Dès l'apparition du CHIFFRE.
400.
C'est à dire plus de 10 fois le volume
de la Constitution américaine !
Ce CHIFFRE est un MOT.
Il a un sens.
Un sens ésotérique. Et ce sens est
mystérieusement mis en lumière lorsque l'on compare, non pas le volume,
ni même le contenu des amendements des deux constitutions, mais tout
simplement lorsque l'on s'amuse à LIRE leurs préambules respectifs.
Et même, il faut aller jusque là,
comme dans une étude sur les fractales, descendre jusqu'à l'atome
fondamental, l'élément « constitutif », c'est à dire aux TOUS PREMIERS
MOTS qui ouvrent chacune des deux « constitutions ».
Il faut simplement laisser LES MOTS
DIRE CE QU'ILS ONT À DIRE.
La Constitution des États-Unis
d'Amérique, rédigée en 1776, commence très exactement par ces mots :
WE, THE PEOPLE...
Un peu plus loin, vous notez
l'occurrence d'un : UNDER THE LAW OF GOD.
La "constitution" zéropéenne qu'on a
le toupet de vous présenter comme le fondement possible d'une quelconque
"union politique" commence, elle, par ces mots ci :
NOUS, SA MAJESTÉ LE ROI DES BELGES,
suivis de toute la nomenclature des Chefs d'État, classés par ordre
alphabétique (!), c'est à dire de tous ceux qui aujourd'hui vous
ordonnent presque de voter comme il faut, bien rangés dans leur mausolée
verbal qui préfigure assez bien le colossal tombeau de famille que l'on
est en train de vous construire.
We, the people...
Nous, Sa Majesté le Roi des Belges...
Chaque fois qu'un soprano du
OUI-OU-RIEN fait désormais élever sa voix de castrat, en dépit des
efforts que je prodigue pour échapper aux nouvelles, je ne peux
m'empêcher de me répéter ces DEUX PHRASES : We, the people.

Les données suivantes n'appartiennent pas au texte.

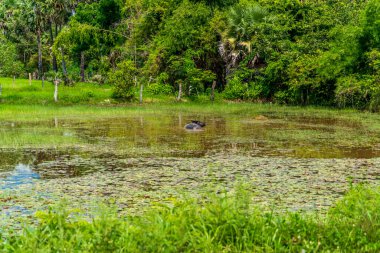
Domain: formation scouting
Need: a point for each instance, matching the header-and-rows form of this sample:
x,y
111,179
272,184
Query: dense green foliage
x,y
222,223
292,52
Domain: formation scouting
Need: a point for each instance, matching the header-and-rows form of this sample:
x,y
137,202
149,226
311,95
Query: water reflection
x,y
22,175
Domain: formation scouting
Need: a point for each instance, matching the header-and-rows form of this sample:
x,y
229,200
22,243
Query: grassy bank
x,y
222,223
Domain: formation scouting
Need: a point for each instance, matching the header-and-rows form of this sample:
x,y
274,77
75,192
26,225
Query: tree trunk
x,y
64,70
82,62
39,44
56,90
141,92
55,65
213,91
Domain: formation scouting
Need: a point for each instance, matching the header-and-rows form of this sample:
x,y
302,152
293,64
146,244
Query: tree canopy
x,y
285,51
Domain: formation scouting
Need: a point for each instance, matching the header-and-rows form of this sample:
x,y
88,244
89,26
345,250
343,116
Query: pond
x,y
292,162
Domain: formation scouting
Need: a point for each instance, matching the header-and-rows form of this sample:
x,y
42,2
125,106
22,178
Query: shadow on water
x,y
296,158
21,175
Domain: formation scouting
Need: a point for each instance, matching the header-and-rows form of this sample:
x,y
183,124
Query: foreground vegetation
x,y
222,223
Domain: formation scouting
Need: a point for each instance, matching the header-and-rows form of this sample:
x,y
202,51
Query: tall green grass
x,y
21,92
221,223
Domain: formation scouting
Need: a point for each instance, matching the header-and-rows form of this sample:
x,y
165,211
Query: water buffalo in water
x,y
195,125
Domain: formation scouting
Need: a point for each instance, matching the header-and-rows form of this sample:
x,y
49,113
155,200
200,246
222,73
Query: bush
x,y
159,89
355,91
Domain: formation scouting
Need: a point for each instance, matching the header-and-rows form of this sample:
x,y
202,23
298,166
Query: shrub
x,y
355,91
159,89
123,80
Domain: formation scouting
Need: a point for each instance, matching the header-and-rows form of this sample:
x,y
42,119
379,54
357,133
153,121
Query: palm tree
x,y
243,22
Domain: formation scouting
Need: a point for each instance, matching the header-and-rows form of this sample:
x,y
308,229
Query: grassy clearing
x,y
21,92
221,223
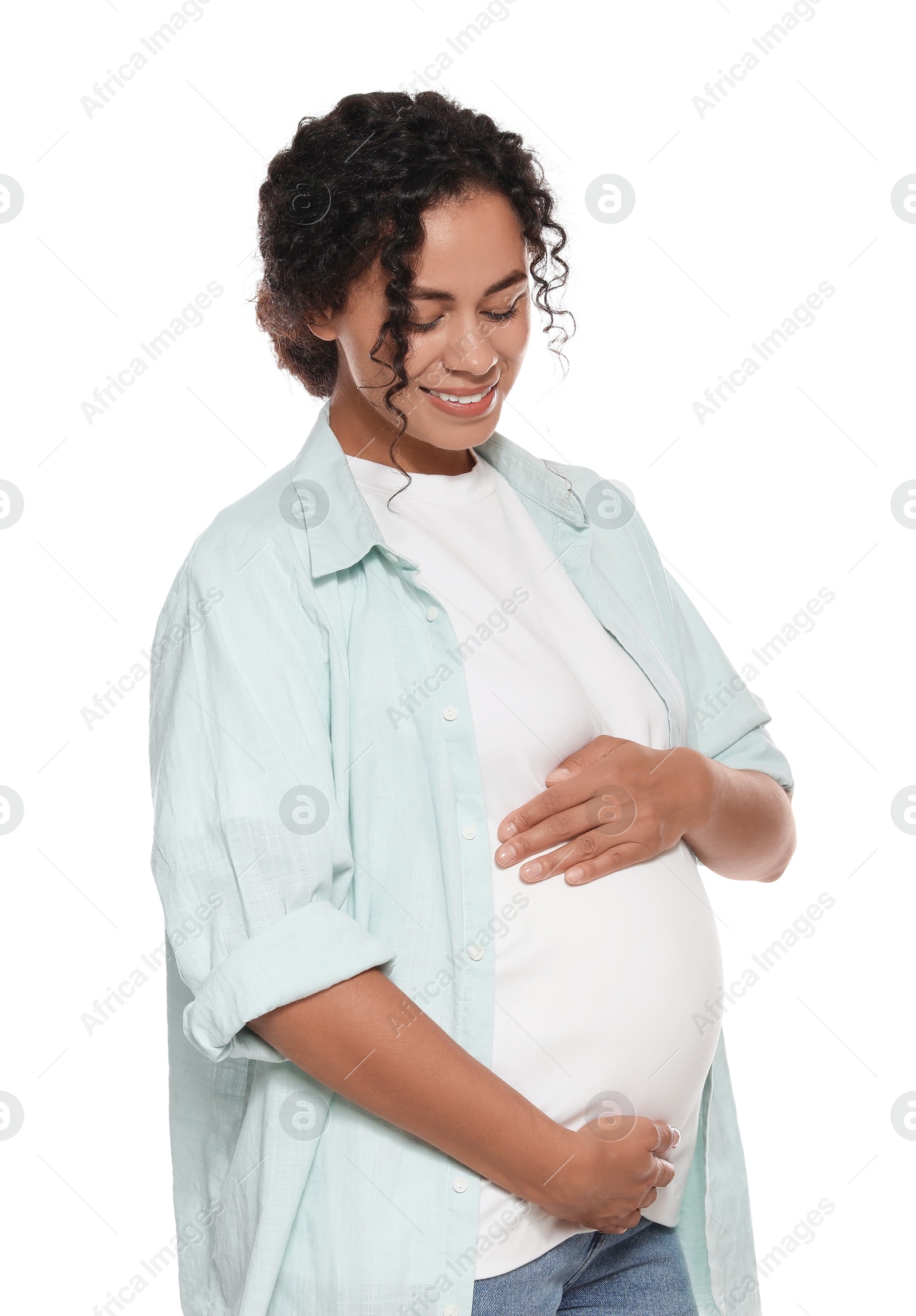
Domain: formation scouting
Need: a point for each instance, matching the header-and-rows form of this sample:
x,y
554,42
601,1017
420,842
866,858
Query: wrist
x,y
701,791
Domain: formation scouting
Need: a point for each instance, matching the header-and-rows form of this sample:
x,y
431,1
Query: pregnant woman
x,y
436,748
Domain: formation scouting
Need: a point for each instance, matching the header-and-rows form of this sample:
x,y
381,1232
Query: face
x,y
472,310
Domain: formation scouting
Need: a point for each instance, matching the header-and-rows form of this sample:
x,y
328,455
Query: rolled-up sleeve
x,y
250,855
727,720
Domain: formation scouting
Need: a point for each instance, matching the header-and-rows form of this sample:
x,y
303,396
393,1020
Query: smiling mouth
x,y
465,399
463,403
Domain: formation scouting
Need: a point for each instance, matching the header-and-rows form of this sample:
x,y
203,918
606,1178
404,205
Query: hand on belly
x,y
613,804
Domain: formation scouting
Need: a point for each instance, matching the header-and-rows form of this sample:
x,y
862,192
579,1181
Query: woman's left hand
x,y
611,804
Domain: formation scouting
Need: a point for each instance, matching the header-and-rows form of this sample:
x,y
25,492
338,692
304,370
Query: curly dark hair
x,y
353,186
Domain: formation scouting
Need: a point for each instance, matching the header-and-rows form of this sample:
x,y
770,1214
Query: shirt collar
x,y
342,529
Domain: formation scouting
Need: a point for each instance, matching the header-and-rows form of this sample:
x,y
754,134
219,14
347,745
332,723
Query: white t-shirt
x,y
597,986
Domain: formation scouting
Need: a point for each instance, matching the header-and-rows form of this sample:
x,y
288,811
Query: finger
x,y
613,860
583,757
557,799
623,1224
565,825
668,1137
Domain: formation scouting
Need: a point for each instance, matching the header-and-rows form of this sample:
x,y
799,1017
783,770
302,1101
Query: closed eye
x,y
492,316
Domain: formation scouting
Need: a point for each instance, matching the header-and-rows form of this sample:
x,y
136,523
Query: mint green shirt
x,y
305,835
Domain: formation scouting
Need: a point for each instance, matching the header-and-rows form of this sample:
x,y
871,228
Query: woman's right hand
x,y
614,1172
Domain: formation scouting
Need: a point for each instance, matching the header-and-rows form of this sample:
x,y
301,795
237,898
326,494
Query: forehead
x,y
470,243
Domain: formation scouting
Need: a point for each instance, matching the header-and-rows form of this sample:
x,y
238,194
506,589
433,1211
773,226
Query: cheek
x,y
511,340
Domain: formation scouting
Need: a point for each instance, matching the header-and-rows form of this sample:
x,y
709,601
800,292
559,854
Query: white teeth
x,y
452,398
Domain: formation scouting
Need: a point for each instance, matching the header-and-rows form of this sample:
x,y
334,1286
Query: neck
x,y
364,432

Nous, Sa
Majesté le Roi des Belges.
Répétez les vous aussi, à l'occasion,
en cas de doute, si jamais une émission spéciale avec Drucker et
Ardisson, improvisée sous la forme d'un Eurothon, finissait par ronger
votre instinct, pourtant de plus en plus sûr, au vu des derniers
sondages d'opinion.
We, the people...
Nous, sa Majesté le Roi des...
En deux petites locutions, vous avez
effectivement le choix, comme illuminé d'une aveuglante clarté.
Avec ces deux préambules, avec ces
deux fractales de MOTS DONT LE SENS FAIT OU DÉFAIT LES MONDES, vous avez
face à vous l'alternative entre la mort et la vie, entre le faux oui et
le vrai non, vous avez le choix entre NEIN ET NIET.
Vous avez le choix de faire comme
les peuples de ce qui fut l'Est communiste en prenant, pour de bon,
votre destinée manifestement en main, ou de finir, sans doute assez
benoîtement, par disparaître de l'Histoire des hommes.